My beloved SPF 110 will cease to exist as well. Well, not really, but it will have to be relabeled as SPF 50+. The theory behind this move is that higher SPFs give a false sense of security. More often than not, those that use high SPF spend more time in the sun and reapply less often leading to more UV ray exposure. There also isn't enough evidence to confirm that an SPF of 100 vs. a 50 provides any actual additional protection.
You won't be able to find water-proof or sweat-proof sunscreens under the new regulations. Instead you'll find labels boasting "water-resistant" and the labels must indicate how often the product needs to be applied to be effective in wet conditions.
Sunscreen in the form of sprays, wipes, and powder is also undergoing some close scrutiny by the FDA to assure they maintain the same protection as their cream & lotion counterparts. It's also very easy to not put enough sunscreen on with these types.
So next time you're shopping for sunscreen, make sure you pick up a brand with an SPF of at least 30 that states "broad spectrum". But don't stop there and think you're covered. You have to make sure you use it properly.

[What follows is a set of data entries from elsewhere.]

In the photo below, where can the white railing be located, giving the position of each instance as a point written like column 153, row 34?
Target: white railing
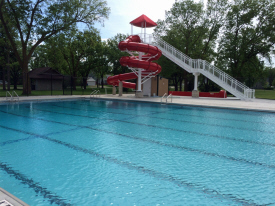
column 12, row 96
column 7, row 97
column 197, row 65
column 162, row 97
column 15, row 95
column 94, row 93
column 170, row 95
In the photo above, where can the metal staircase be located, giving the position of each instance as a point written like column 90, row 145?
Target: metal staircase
column 216, row 75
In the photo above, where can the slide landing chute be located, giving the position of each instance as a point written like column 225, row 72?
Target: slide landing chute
column 133, row 44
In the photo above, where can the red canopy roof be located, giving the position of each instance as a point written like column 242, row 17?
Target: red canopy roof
column 142, row 21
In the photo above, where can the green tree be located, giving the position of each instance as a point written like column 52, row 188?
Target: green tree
column 247, row 38
column 76, row 47
column 37, row 21
column 193, row 30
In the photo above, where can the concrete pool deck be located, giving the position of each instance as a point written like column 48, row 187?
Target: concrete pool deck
column 229, row 103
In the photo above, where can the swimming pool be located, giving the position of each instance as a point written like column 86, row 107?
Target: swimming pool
column 127, row 153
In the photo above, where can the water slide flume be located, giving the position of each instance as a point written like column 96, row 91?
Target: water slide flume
column 133, row 44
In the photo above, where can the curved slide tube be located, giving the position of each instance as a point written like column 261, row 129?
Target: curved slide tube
column 133, row 43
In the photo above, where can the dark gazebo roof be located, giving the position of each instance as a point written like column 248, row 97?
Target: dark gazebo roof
column 45, row 73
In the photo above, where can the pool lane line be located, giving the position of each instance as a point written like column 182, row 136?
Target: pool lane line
column 148, row 115
column 148, row 171
column 203, row 108
column 225, row 110
column 42, row 191
column 203, row 152
column 168, row 128
column 166, row 112
column 34, row 137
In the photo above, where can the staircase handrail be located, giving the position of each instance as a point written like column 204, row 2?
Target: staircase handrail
column 170, row 95
column 14, row 92
column 162, row 97
column 7, row 92
column 202, row 66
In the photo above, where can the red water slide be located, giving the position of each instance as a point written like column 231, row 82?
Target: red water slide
column 133, row 43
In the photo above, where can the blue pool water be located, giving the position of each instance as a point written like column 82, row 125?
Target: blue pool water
column 125, row 153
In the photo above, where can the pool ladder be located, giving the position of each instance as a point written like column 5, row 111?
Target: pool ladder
column 12, row 96
column 95, row 94
column 170, row 95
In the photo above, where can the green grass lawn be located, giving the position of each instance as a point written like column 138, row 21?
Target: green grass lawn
column 265, row 94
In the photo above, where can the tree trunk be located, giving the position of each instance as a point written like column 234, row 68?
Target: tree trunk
column 176, row 83
column 26, row 80
column 102, row 82
column 8, row 71
column 84, row 82
column 4, row 79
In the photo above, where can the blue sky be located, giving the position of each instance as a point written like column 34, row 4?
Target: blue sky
column 124, row 11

Sunscreen needs to be reapplied, it does not last the whole day with one application and it needs to be applied in the correct amount. That SPF 15 in your foundation isn't really protecting your face if you're not wearing at least half to a full teaspoon of it. No one wears that much foundation! So make sure you're also using an SPF under or over it. I currently use Mario Badescu's Suncare SPF 30 moisturizer under my foundation. You can also up your odds by touching up your foundation throughout the day with a mineral powder containing a natural SPF, like Jane Iredale's PurePressed Base SPF 20.
If you're rocking an itty bitty bikini to the beach, you need 1 to 2 shot glasses worth of sunscreen, depending on your size. That's a lot. And you need to reapply it after swimming, sweating or at least every couple of hours. This is why you won't find me at the beach.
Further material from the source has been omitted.